"Hemmschwelle vor Jugendamt"

Wie niedrigschwellig muss der Zugang zu Beratungsangeboten für sexuelle Misshandler sein? Um diese und andere Fragen drehte sich die Diskussion auf einer Fachtagung im Jugendhilfezentrum (JHZ) Don Bosco Helenenberg.

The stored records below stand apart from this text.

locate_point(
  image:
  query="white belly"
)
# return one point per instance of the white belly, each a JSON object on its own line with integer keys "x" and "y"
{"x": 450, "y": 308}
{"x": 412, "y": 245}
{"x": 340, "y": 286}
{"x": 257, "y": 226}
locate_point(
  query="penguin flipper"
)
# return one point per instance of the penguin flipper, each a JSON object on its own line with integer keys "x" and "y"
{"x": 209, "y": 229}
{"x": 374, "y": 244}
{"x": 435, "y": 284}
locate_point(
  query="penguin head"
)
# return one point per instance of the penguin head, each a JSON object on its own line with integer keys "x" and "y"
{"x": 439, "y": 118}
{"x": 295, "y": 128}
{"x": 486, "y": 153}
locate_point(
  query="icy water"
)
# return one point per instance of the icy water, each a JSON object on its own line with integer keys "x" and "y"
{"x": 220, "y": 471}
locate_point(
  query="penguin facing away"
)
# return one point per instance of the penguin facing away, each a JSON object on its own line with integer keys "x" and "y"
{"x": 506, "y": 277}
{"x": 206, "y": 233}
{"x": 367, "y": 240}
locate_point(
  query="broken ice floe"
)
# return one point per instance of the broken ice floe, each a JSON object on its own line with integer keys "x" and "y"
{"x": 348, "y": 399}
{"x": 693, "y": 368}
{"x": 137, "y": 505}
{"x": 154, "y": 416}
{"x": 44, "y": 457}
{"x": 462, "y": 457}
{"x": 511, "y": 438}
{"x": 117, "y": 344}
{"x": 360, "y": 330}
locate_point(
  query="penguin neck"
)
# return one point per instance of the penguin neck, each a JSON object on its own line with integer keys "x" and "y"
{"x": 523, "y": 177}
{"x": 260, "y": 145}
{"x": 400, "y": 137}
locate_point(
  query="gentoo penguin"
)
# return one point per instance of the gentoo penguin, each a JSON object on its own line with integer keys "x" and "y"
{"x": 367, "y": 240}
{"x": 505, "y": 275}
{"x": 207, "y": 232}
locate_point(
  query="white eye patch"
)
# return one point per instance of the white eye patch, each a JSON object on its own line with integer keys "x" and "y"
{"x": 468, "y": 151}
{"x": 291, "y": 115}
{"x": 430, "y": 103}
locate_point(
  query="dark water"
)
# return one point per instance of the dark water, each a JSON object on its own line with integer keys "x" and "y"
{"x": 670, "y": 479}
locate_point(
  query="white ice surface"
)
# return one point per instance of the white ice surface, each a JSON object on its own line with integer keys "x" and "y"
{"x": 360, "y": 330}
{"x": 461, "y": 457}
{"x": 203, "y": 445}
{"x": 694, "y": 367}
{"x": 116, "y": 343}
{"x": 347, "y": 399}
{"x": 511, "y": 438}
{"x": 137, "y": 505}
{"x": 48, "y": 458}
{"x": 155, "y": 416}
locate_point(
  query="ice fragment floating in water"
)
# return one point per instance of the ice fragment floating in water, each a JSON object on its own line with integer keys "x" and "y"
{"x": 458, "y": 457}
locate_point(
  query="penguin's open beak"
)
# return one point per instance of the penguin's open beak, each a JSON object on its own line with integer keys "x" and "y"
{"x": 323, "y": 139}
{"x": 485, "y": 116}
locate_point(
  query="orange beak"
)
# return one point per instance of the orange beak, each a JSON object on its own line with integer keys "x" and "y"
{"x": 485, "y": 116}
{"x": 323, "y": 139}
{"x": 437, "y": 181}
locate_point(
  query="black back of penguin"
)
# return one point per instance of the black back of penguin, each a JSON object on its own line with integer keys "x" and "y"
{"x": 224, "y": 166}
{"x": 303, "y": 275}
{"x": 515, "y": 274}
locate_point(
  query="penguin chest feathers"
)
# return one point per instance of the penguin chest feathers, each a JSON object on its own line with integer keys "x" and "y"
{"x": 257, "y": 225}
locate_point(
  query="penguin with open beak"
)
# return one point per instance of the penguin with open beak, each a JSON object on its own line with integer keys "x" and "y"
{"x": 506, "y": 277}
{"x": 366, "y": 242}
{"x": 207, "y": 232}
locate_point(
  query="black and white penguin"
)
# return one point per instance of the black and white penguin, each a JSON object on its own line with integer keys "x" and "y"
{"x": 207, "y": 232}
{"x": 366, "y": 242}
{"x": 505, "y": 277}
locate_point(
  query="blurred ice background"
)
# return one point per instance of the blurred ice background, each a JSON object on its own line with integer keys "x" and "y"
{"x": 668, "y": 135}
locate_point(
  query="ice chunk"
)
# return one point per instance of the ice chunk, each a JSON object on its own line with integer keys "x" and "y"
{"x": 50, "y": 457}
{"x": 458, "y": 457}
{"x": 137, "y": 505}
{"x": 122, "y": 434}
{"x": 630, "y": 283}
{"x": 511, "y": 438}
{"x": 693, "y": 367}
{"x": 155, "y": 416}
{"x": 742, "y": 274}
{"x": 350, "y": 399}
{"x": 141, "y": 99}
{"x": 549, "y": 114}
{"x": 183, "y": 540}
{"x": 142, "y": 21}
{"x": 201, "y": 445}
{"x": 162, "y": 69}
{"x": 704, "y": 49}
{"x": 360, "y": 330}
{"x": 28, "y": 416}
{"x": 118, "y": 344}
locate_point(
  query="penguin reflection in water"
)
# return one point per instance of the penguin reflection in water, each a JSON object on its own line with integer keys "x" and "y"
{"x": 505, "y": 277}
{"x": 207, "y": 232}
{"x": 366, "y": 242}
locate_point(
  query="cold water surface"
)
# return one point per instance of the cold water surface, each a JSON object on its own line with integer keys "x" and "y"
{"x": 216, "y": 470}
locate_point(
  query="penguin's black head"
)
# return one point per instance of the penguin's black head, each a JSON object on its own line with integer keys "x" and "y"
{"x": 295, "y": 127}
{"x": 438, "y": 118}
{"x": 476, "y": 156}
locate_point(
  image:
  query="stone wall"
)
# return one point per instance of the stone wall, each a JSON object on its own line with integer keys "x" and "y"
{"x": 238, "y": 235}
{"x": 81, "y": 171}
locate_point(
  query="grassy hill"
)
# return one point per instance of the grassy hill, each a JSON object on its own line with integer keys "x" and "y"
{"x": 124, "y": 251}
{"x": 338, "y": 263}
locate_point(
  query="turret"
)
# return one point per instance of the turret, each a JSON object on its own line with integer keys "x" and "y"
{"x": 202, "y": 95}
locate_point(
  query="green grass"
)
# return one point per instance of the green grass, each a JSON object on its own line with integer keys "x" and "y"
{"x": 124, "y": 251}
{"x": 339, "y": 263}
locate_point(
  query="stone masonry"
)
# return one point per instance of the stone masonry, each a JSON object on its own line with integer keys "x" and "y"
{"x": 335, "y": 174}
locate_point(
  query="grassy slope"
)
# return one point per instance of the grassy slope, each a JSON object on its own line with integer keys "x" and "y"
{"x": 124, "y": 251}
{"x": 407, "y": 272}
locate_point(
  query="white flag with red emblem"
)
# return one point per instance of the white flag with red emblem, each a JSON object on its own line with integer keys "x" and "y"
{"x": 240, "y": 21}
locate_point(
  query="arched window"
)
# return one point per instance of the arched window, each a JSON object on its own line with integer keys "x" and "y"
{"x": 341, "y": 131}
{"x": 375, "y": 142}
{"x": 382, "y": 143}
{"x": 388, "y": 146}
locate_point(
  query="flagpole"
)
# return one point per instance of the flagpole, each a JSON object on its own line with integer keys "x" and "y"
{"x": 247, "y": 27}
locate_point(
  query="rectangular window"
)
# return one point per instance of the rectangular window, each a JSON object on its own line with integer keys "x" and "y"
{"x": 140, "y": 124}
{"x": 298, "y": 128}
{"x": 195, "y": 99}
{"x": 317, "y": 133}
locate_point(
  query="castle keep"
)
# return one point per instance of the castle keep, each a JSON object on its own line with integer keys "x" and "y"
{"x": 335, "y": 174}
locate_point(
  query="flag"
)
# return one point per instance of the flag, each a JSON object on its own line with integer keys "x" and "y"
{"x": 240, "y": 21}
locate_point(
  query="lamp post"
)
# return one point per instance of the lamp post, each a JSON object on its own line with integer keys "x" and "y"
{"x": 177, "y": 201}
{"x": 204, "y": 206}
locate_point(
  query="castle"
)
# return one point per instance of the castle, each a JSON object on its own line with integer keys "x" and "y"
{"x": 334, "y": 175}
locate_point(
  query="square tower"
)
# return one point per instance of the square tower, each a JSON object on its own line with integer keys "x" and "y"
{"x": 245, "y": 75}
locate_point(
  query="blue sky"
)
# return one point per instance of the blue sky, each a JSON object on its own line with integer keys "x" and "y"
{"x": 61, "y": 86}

 Wie können sich die Fachkräfte besser vernetzen, um Opfern und Tätern sexueller Gewalt zu helfen? Das diskutierten die Teilnehmer einer Fachtagung auf dem Helenenberg. TV-Foto: Gabriela Böhm

Wie können sich die Fachkräfte besser vernetzen, um Opfern und Tätern sexueller Gewalt zu helfen? Das diskutierten die Teilnehmer einer Fachtagung auf dem Helenenberg. TV-Foto: Gabriela Böhm

Helenenberg. Anlass der Fachtagung war das zehnjährige Bestehen des Pinardi-Hauses im Jugendhilfezentrum. Dabei handelt es sich um eine pädagogisch und therapeutisch betreute Wohnform für jugendliche sexuelle Misshandler auf dem Helenenberg. Nachdem das Pinardi-Haus 1998 eingerichtet wurde, habe man sich vor Nachfragen kaum retten können, berichtete der Bereichsleiter Wolfgang Friesen. Kernpunkt der Diskussion war die Frage der möglichen Vernetzung mit verschiedenen Einrichtungen, die mit Opfern sexueller Gewalt arbeiten. Einig waren sich die Teilnehmer, dass bei Missbrauchsfällen schnelle Hilfe geboten sei - besonders, wenn sie in der Familie stattgefunden haben. Die Hemmschwelle, das, was nicht hätte geschehen sollen, auszusprechen und Hilfe in Anspruch zu nehmen, sei hoch. Daher müsse ein Beratungsangebot möglichst niedrigschwellig sein. Tätern und ihren Familien sollte der Gang zum Jugendamt erspart und ihnen unmittelbar die Möglichkeit eröffnet werden, sich in einer Beratungsstelle helfen zu lassen - ohne den Umweg über das Jugendamt zu nehmen. Das allerdings ist nur über eine Pauschal-Finanzierung möglich. Durch den direkten Gang zur Beratungsstelle versprachen sich die Vertreter eine größere Offenheit von Eltern und Betroffenen. Zudem soll dadurch eine bessere Vernetzung der Hilfsangebote erreicht werden. Dass dieses Modell bereits klappt, demonstrierte Harald Conrad, Beratungsstelle Neue Wege Saar. Die saarländischen Jugendämter würden schneller auf Beratungsangebote zurückgreifen. Der kurze Weg trage zudem Früchte, da "in der aktuellen Situation die jugendlichen Täter viel zugänglicher sind, weil sie die Konsequenzen sehen." Auch Thomas Herrmann, Pinardi-Haus, bescheinigte eine "Riesenhemmschwelle" vor dem Jugendamt. Hans Schmitt, Leiter des Kreisjugendamts, wehrte sich gegen die "Kritik an der öffentlichen Jugendhilfe" und sprach von einer "angeborenen Angst vor dem Jugendamt". Gleichwohl signalisierte er Gesprächsbereitschaft und outete sich als Verfechter der Pauschal-Honorierung. Die Teilnehmer verständigten sich am Schluss der von Dieter Lintz, Leitender Redakteur beim TV, moderierten Diskussion darauf, im Dialog zu bleiben.